Originally Posted by
ps2fixer
I think you're underestimating how strong steel is, even with surface rust. It's the pitted/flaked out rust you have to worry about. How's the exhaust besides the flange? I probably have a junk rusted out exhaust with a desent flange/pipe if you can weld or know someone. Since it's broken right at the flange, it's probably not ideal to try to fix it.
For the rims, sand them down, repaint and they will look like new again, unless it has heavy pitting. If that's the case and you want pretty rims, use some body filler to fill the pits, sand it smooth and paint. I've NEVER seen a rim so rusty it crumbles, only so rusty it leaks air and I've seen some BAD rims lol. On the frame, depending how it's bent, it could be possible to bend it back, but it would take some fancy work to get things just right, probably best to leave it as is as long as it doesn't drive/ride weird. Again if you're into welding and such, I could probably cut off the neck of a 200es frame and ship it your way. Also whoever does the weld work better be good, no bubble gum welds like on that exhaust flange.
Nvm on the frame, it looks like the pipe is collapsed pretty bad, so yea pretty weak for running into things, should be fine for normal riding and such, just don't push anything with it.
Also that redneck way of dismounting tires is a horrible way to do it, I've tried it before and never had success. Easier way is to drive your truck tire over the tire and ride it as close to the bead as possible. It takes a few attempts but works fairly well. It's more ideal for larger tires though, atv tires it's trying to take too much off at once. I've done it that way or when it's really bad, with a tire maul for car/truck/semi rims. My dad inherited a huge pile of tires when his dad died, and the tire recycler either charged more for with rims, or wouldn't accept them with rims, so we broke down a 16x8 trailer loaded about 7-8ft tall with tires all broken down by hand. Hauled in the rims to pay the cost of recycling them and maybe a tiny bit extra for a "profit". I got pretty good at taking down those 16.5in split style rims used on bigger trucks back a long time ago.
Looks like you'd need a lead pipe for your machine too, it's looking rusty enough that it's getting thin. I think they tend to break though on the bottom side were water would drip off when wet. Might have one in usable shape laying around, I'll have to check the shed further back on my property though. If you are planning to replace the whole exhaust system with all new, it wouldn't hurt to just weld the exaust head pipe to the exhaust pipe, just it will be trashed and unusable once you cut it back off.
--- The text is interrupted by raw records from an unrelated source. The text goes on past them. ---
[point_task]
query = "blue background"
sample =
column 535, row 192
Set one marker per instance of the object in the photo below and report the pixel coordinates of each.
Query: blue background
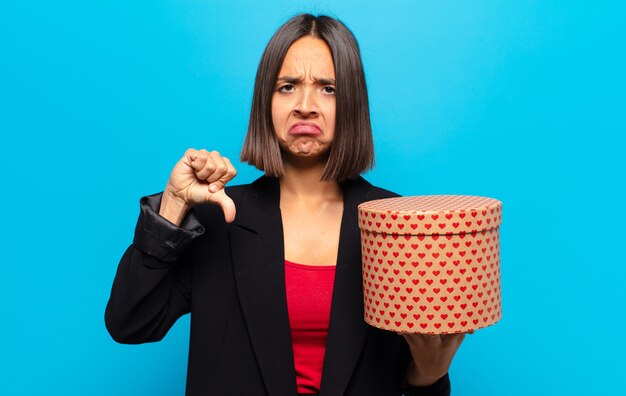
column 519, row 100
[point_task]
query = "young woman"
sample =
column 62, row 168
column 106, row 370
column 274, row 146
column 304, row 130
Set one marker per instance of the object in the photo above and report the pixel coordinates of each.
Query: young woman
column 271, row 271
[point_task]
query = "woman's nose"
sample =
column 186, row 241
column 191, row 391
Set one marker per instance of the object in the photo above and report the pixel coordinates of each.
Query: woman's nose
column 306, row 106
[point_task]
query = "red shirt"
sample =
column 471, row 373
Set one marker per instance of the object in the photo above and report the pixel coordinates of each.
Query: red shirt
column 309, row 294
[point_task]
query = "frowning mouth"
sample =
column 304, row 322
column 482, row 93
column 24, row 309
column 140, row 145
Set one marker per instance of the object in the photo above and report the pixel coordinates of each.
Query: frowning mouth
column 305, row 128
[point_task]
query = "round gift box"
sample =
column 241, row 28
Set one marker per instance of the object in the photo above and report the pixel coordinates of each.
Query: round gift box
column 431, row 264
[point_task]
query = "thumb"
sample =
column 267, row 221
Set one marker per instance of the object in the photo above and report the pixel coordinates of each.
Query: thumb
column 226, row 203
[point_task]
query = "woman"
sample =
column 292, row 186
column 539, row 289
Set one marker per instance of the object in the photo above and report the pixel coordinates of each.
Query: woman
column 271, row 270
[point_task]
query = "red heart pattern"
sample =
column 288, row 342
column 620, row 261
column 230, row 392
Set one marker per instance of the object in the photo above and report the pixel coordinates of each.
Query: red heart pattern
column 431, row 264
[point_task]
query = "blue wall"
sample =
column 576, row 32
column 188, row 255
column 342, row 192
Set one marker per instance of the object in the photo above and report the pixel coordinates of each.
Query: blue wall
column 520, row 100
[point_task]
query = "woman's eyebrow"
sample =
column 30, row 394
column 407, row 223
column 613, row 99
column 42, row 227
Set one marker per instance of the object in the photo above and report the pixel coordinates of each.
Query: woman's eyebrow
column 295, row 80
column 289, row 79
column 325, row 81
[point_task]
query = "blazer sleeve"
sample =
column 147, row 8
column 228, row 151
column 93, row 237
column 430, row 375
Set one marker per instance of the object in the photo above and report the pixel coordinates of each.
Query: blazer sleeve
column 439, row 388
column 152, row 285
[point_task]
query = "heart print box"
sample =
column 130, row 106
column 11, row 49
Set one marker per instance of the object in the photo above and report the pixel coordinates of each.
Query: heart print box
column 431, row 264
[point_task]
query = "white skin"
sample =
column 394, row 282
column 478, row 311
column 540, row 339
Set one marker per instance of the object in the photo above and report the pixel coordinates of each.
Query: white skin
column 311, row 209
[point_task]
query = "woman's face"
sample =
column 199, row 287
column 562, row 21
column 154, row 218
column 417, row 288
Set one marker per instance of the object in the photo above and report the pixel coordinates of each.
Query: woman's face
column 303, row 103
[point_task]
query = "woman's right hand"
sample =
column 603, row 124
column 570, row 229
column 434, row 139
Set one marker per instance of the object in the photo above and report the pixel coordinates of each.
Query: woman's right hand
column 199, row 177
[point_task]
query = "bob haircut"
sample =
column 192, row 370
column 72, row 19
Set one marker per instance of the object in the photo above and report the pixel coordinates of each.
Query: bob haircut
column 352, row 151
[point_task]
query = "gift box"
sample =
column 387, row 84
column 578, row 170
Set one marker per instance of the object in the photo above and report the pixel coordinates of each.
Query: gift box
column 431, row 264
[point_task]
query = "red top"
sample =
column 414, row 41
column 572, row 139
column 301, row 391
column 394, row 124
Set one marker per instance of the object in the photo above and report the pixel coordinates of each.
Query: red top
column 309, row 294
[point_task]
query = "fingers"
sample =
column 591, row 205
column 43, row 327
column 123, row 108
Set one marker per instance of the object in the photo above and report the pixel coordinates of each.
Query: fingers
column 226, row 203
column 211, row 167
column 225, row 174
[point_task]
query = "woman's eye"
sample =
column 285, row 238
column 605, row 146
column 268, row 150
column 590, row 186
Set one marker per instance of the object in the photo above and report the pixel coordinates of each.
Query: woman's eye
column 286, row 88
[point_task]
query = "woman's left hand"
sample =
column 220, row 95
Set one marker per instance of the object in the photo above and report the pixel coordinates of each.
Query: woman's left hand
column 432, row 356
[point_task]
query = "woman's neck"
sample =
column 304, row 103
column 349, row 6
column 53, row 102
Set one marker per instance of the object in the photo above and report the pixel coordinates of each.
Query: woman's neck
column 304, row 183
Anyway, update on the air box now that it's warmed up. The airbox to frame rubber boot is pretty good, soft and flexible and I don't see any cracks. The carb one is a bit stiff but not rock hard, but the top side has about a 1/4in crack at the clamp area, might be usable but probably would want to atleast RTV seal it up when installing. Also I noticed the actual airbox has a melted hold in the side of it, but I think you already have an air box anyway. Also make sure your air box has the exhaust shield, it screws on, this one here is in good shape.
I'll run out and check for the lid screws and such, also have to try to dig up a seat pan for another member.